Out of the 54 cases that can be traced to 2006, audit scrutiny pointed out that in 30 SEZs (1,858.17 hectares) in Andhra Pradesh, Maharashtra, Odisha and Gujarat, the developers had not commenced any investment and the land had been lying idle in their custody for two to seven years.

The SEZ Act envisaged that a minimum of 50% of the land notified for SEZ shall be used as “processing area”, signifying the area within the SEZ to be used for manufacturing, services and infrastructure for units.
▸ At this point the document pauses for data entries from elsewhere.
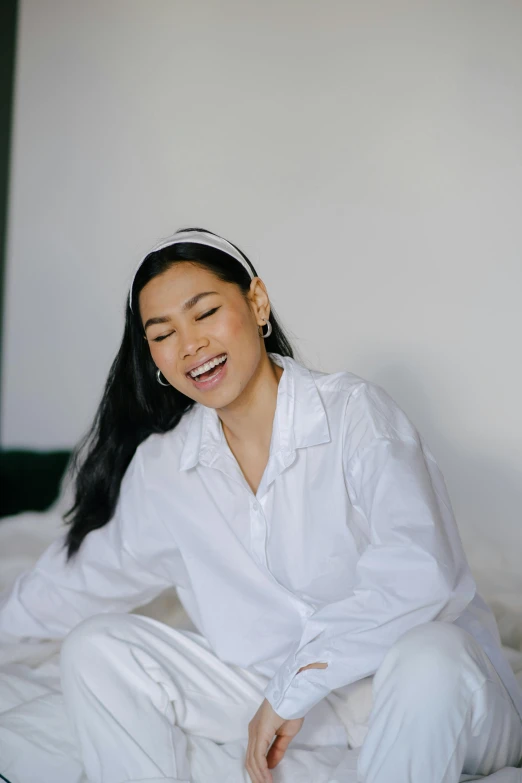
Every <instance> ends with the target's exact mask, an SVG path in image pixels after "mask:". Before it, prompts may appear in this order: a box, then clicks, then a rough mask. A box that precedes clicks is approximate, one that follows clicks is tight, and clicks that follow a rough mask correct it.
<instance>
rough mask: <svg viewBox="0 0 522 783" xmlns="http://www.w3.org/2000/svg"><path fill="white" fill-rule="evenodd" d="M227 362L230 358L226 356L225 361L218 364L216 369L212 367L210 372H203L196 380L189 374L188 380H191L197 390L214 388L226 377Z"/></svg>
mask: <svg viewBox="0 0 522 783" xmlns="http://www.w3.org/2000/svg"><path fill="white" fill-rule="evenodd" d="M227 361H228V356H227V355H225V360H224V361H223V362H221V363H220V364H217V365H216V366H215V367H211V368H210V370H207V371H206V372H202V373H201V374H200V375H198V376H197V377H196V378H193V377H192V375H190V373H187V378H189V379H190V380H191V381H192V383H193V384H194V386H196V387H197V388H200V389H204V388H208V387H210V386H212V388H213V387H214V386H215V385H216V384H217V383H219V382H220V380H221V379H222V378H223V376H224V375H225V368H226V366H227Z"/></svg>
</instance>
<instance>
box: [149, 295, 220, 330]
mask: <svg viewBox="0 0 522 783" xmlns="http://www.w3.org/2000/svg"><path fill="white" fill-rule="evenodd" d="M217 293H218V292H217V291H202V292H201V293H200V294H196V295H195V296H192V297H191V298H190V299H187V301H186V302H185V304H184V305H183V306H182V308H181V312H182V313H186V312H187V311H188V310H192V308H193V307H195V306H196V305H197V303H198V302H199V300H200V299H203V297H204V296H210V295H211V294H217ZM168 321H170V318H169V316H168V315H158V316H156V317H155V318H149V320H148V321H147V322H146V324H145V326H144V327H143V331H145V332H146V331H147V329H148V328H149V326H153V325H154V324H166V323H168Z"/></svg>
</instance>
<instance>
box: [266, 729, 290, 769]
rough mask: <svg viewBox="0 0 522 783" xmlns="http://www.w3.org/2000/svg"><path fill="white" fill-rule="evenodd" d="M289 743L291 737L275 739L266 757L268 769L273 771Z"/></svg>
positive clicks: (278, 738)
mask: <svg viewBox="0 0 522 783" xmlns="http://www.w3.org/2000/svg"><path fill="white" fill-rule="evenodd" d="M291 741H292V737H288V736H287V735H285V736H281V737H276V738H275V740H274V742H273V743H272V746H271V748H270V750H269V751H268V753H267V757H266V762H267V766H268V768H269V769H273V768H274V767H276V766H277V765H278V764H279V762H280V761H281V759H282V758H283V756H284V755H285V753H286V749H287V748H288V746H289V745H290V742H291Z"/></svg>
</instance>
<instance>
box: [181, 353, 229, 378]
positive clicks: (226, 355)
mask: <svg viewBox="0 0 522 783" xmlns="http://www.w3.org/2000/svg"><path fill="white" fill-rule="evenodd" d="M226 358H227V355H226V354H225V353H224V354H222V356H217V357H216V358H215V359H211V360H210V362H206V363H205V364H202V365H200V367H196V369H195V370H191V371H190V373H189V375H191V376H192V377H193V378H197V376H198V375H201V373H203V372H208V370H211V369H212V367H216V365H218V364H221V363H222V362H224V361H225V359H226Z"/></svg>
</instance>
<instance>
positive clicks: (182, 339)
mask: <svg viewBox="0 0 522 783" xmlns="http://www.w3.org/2000/svg"><path fill="white" fill-rule="evenodd" d="M206 346H208V338H207V337H205V336H204V335H203V334H202V333H201V332H200V331H198V327H197V326H196V327H194V326H193V327H187V328H185V329H184V330H183V332H180V340H179V356H180V359H182V360H184V359H187V358H188V357H190V356H196V354H197V353H198V351H199V350H200V349H202V348H205V347H206Z"/></svg>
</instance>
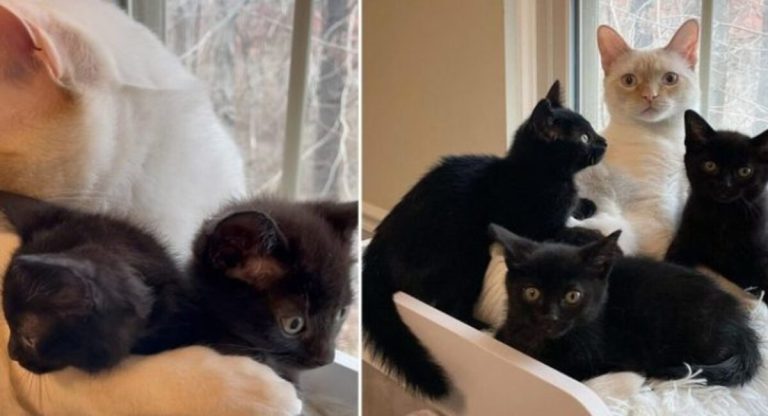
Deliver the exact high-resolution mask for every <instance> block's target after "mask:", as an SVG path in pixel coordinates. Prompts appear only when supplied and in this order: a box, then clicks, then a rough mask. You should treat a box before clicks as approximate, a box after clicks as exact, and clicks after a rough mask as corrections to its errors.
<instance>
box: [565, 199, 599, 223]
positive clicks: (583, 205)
mask: <svg viewBox="0 0 768 416" xmlns="http://www.w3.org/2000/svg"><path fill="white" fill-rule="evenodd" d="M595 212H597V205H596V204H595V203H594V202H593V201H592V200H591V199H587V198H579V201H578V202H577V203H576V208H575V209H574V210H573V213H572V214H571V215H572V216H573V218H575V219H577V220H584V219H587V218H589V217H591V216H593V215H595Z"/></svg>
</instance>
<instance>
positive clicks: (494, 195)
mask: <svg viewBox="0 0 768 416" xmlns="http://www.w3.org/2000/svg"><path fill="white" fill-rule="evenodd" d="M605 148H606V143H605V140H604V139H603V138H602V137H600V136H599V135H598V134H597V133H595V131H594V130H593V129H592V126H591V125H590V124H589V122H587V121H586V120H585V119H584V118H582V117H581V116H580V115H579V114H577V113H575V112H573V111H570V110H568V109H566V108H564V107H563V106H562V104H561V102H560V84H559V82H555V83H554V85H552V88H551V89H550V91H549V93H548V94H547V97H546V98H545V99H543V100H541V101H540V102H539V103H538V105H537V106H536V108H534V110H533V112H532V114H531V116H530V118H529V119H528V120H527V121H525V122H524V123H523V124H522V125H521V126H520V128H519V129H518V130H517V132H516V134H515V140H514V143H513V144H512V147H511V149H510V150H509V153H508V154H507V156H506V157H503V158H501V157H495V156H458V157H449V158H446V159H444V160H443V161H442V162H441V163H440V164H439V165H438V166H437V167H435V168H434V169H432V170H431V171H430V172H429V173H427V174H426V175H425V176H424V177H423V178H422V179H421V180H420V181H419V182H418V183H417V184H416V185H415V186H414V187H413V188H412V189H411V190H410V191H409V192H408V193H407V194H406V195H405V196H404V197H403V199H402V200H401V201H400V203H398V204H397V206H395V207H394V208H393V209H392V211H391V212H390V214H389V215H388V216H387V217H386V218H385V219H384V221H383V222H382V223H381V225H380V226H379V227H378V229H377V230H376V234H375V235H374V237H373V240H372V241H371V243H370V246H369V247H368V248H367V250H366V252H365V255H364V258H363V328H364V330H365V335H366V341H367V345H368V346H369V347H371V348H372V351H373V353H374V354H375V355H376V356H377V357H379V358H381V359H382V361H383V363H384V365H385V366H386V367H388V368H389V369H390V370H392V371H393V372H395V373H397V374H399V375H401V376H402V377H403V378H404V379H405V380H404V381H405V382H406V383H407V384H408V386H409V387H411V388H412V389H413V390H415V391H417V392H419V393H422V394H424V395H426V396H429V397H433V398H439V397H442V396H444V395H446V394H447V393H448V390H449V383H448V380H447V379H446V376H445V374H444V372H443V370H442V368H440V367H439V366H438V365H437V363H435V362H434V361H433V360H432V358H431V357H430V355H429V353H428V352H427V351H426V349H425V348H424V347H423V346H422V345H421V343H420V342H419V341H418V339H417V338H416V337H415V336H414V335H413V333H411V332H410V330H409V329H408V327H406V325H405V324H404V323H403V321H402V320H401V319H400V317H399V315H398V313H397V310H396V309H395V305H394V302H393V299H392V295H393V294H394V293H395V292H397V291H400V290H402V291H404V292H407V293H409V294H411V295H413V296H415V297H417V298H419V299H421V300H422V301H424V302H426V303H429V304H431V305H433V306H435V307H436V308H438V309H440V310H442V311H444V312H446V313H448V314H450V315H452V316H454V317H456V318H457V319H460V320H462V321H464V322H467V323H470V324H474V325H478V326H479V323H478V322H477V321H476V320H475V319H474V318H473V315H472V313H473V308H474V304H475V302H476V300H477V298H478V297H479V294H480V290H481V288H482V283H483V276H484V274H485V269H486V267H487V266H488V262H489V260H490V255H489V245H490V244H491V239H490V238H489V237H488V234H487V228H488V225H489V224H490V223H491V222H496V223H499V224H503V225H504V226H506V227H508V228H510V229H512V230H515V231H516V232H518V233H520V234H522V235H525V236H527V237H529V238H532V239H536V240H544V239H550V238H570V237H572V236H571V235H569V230H571V229H566V227H565V223H566V220H567V219H568V217H569V215H571V213H572V212H573V211H574V209H575V208H576V206H577V205H579V208H580V209H579V211H587V212H580V214H582V215H581V216H582V217H583V216H584V214H590V212H589V211H591V212H594V204H591V203H590V202H589V201H584V200H582V201H581V202H582V203H581V204H577V201H578V199H577V191H576V186H575V184H574V181H573V176H574V174H575V173H576V172H578V171H580V170H582V169H584V168H585V167H587V166H590V165H593V164H595V163H597V162H598V161H599V160H600V159H601V157H602V156H603V153H604V152H605ZM575 234H577V236H576V237H577V239H578V238H581V237H584V236H588V237H594V235H595V233H588V232H582V233H575ZM598 235H599V234H598Z"/></svg>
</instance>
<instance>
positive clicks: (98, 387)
mask: <svg viewBox="0 0 768 416" xmlns="http://www.w3.org/2000/svg"><path fill="white" fill-rule="evenodd" d="M0 6H4V7H6V9H5V10H3V12H4V17H3V18H4V19H6V20H4V22H6V23H7V22H10V21H12V19H11V20H8V16H9V14H8V13H7V9H10V10H12V11H13V12H14V13H12V14H11V15H17V16H20V17H21V19H22V20H23V21H24V22H25V24H26V25H28V29H29V33H31V34H32V35H34V37H35V41H36V46H38V48H37V49H36V51H35V52H34V53H35V54H36V56H37V58H38V59H39V60H40V62H43V63H44V65H45V66H44V68H45V72H43V71H36V72H34V73H32V74H31V75H29V76H27V77H26V78H24V80H23V82H22V81H18V80H15V79H14V80H12V82H10V81H8V82H6V81H7V79H2V80H0V99H2V101H3V102H4V106H3V109H0V137H2V140H0V189H7V190H13V191H16V192H20V193H25V194H29V195H33V196H38V197H43V198H46V199H50V200H54V201H58V202H62V203H66V204H69V205H72V206H78V207H81V208H85V209H88V210H91V211H103V212H111V213H116V214H122V215H125V216H126V217H128V218H130V219H133V220H134V221H136V222H138V223H142V224H146V225H149V226H150V227H151V228H154V229H157V230H158V231H160V232H161V233H162V234H163V235H164V236H165V238H166V239H167V240H168V241H169V242H170V244H171V246H172V248H173V249H174V250H175V251H176V252H177V253H179V254H181V255H182V256H188V253H189V252H190V250H191V247H190V245H191V239H192V236H193V233H194V232H195V229H196V227H197V226H198V225H199V224H200V223H201V221H202V219H203V218H204V217H205V216H206V215H208V214H210V213H212V212H213V211H214V210H216V209H217V208H218V206H219V205H220V204H222V203H223V202H224V201H225V200H227V199H228V198H232V197H233V196H238V195H242V194H243V193H244V192H245V183H244V182H245V181H244V173H243V163H242V160H241V157H240V155H239V152H238V150H237V147H236V145H235V143H234V142H233V141H232V140H231V139H230V138H229V137H228V136H227V134H226V132H225V131H224V129H223V127H222V125H221V124H220V123H219V122H218V120H217V119H216V116H215V115H214V113H213V110H212V107H211V104H210V102H209V100H208V98H207V97H206V94H205V91H204V88H203V87H202V86H201V85H200V83H199V82H198V81H197V80H196V79H195V78H194V77H193V76H192V75H191V74H190V73H189V72H188V71H186V70H185V69H184V68H183V67H182V65H181V64H180V63H179V61H178V60H177V59H176V58H175V57H174V56H173V55H172V54H171V53H170V52H168V51H167V50H165V48H164V47H163V46H162V45H161V44H160V42H159V41H157V39H156V38H154V36H152V35H151V33H150V32H149V31H148V30H147V29H146V28H144V27H142V26H141V25H139V24H137V23H135V22H133V21H132V20H131V19H129V18H128V17H127V16H125V15H124V14H123V13H122V12H121V11H120V10H118V9H117V8H116V7H115V6H113V5H111V4H108V3H107V2H104V1H99V0H66V1H65V0H55V1H54V0H48V1H42V0H0ZM15 27H17V28H18V25H16V26H15ZM4 30H5V31H8V30H14V29H12V25H10V24H6V25H5V27H0V32H2V31H4ZM3 39H9V37H5V38H3ZM10 39H13V38H10ZM11 46H13V45H11ZM0 52H1V53H2V54H3V59H2V60H0V65H2V64H7V63H9V58H8V57H9V56H11V57H13V56H14V55H13V54H14V53H16V52H15V50H14V49H13V47H9V46H8V44H7V43H6V44H2V43H0ZM8 73H9V72H8V71H5V72H2V74H8ZM16 74H17V73H11V75H16ZM17 243H18V242H17V241H15V237H14V236H13V235H8V234H6V235H2V236H0V260H2V263H1V264H0V266H2V267H0V271H4V270H5V267H6V265H7V262H8V259H9V256H10V254H11V253H12V251H13V250H15V248H16V246H17ZM8 337H9V330H8V326H7V324H6V323H5V320H4V317H3V316H2V315H1V314H0V348H2V349H3V350H4V349H5V345H7V343H8ZM300 411H301V401H300V400H299V399H298V397H297V394H296V391H295V389H294V388H293V386H292V385H291V384H290V383H287V382H285V381H284V380H282V379H281V378H279V377H278V376H277V375H276V374H275V373H274V371H272V370H271V369H270V368H268V367H266V366H264V365H262V364H259V363H257V362H255V361H253V360H251V359H249V358H243V357H225V356H222V355H219V354H217V353H215V352H214V351H213V350H210V349H207V348H202V347H190V348H183V349H179V350H175V351H169V352H166V353H163V354H158V355H155V356H150V357H132V358H130V359H129V360H127V361H126V362H124V363H122V364H121V365H120V366H119V367H117V368H115V369H113V370H111V371H109V372H105V373H100V374H98V375H88V374H85V373H83V372H80V371H77V370H73V369H68V370H64V371H58V372H54V373H50V374H46V375H43V376H36V375H33V374H31V373H29V372H27V371H25V370H24V369H22V368H21V367H19V366H18V365H16V363H14V362H12V361H10V360H9V358H8V357H7V354H6V353H3V354H0V414H1V415H5V416H8V415H11V416H15V415H26V414H40V415H42V414H45V415H54V416H58V415H77V416H87V415H214V414H215V415H296V414H298V413H299V412H300Z"/></svg>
CAG auditors carried out an analysis of the extent of land put to such use and found that 18 SEZs, involving a total area of 4815.19 hectares of land, could utilize only 16.29% land as processing area, leaving the rest idle.

As another example, 6,472.86 hectares of land was notified for Adani Ports in May 2009, but the developer had utilised only 833.77 hectares, leaving 5,639.09 hectares (87.11%) unutilised.

In a final masterstroke, the performance review of SEZs by the CAG underlines a moot question: “Considering the huge extent of land that had been de-notified with no economic activity for several years, the big question that remains to be answered is whether this land would be returned to original owners from whom it was purchased invoking ‘public purpose’ clause.”

Will the affected people who lost their land towards such “Sanctified Extortionist Zones” mount a threadbare analysis of this performance review and press opposition parties to ask for a thorough debate on the report’s content in Parliament during the next session?

A longer version of this article first appeared on India Together under the headline 'SEZ today, gone tomorrow'.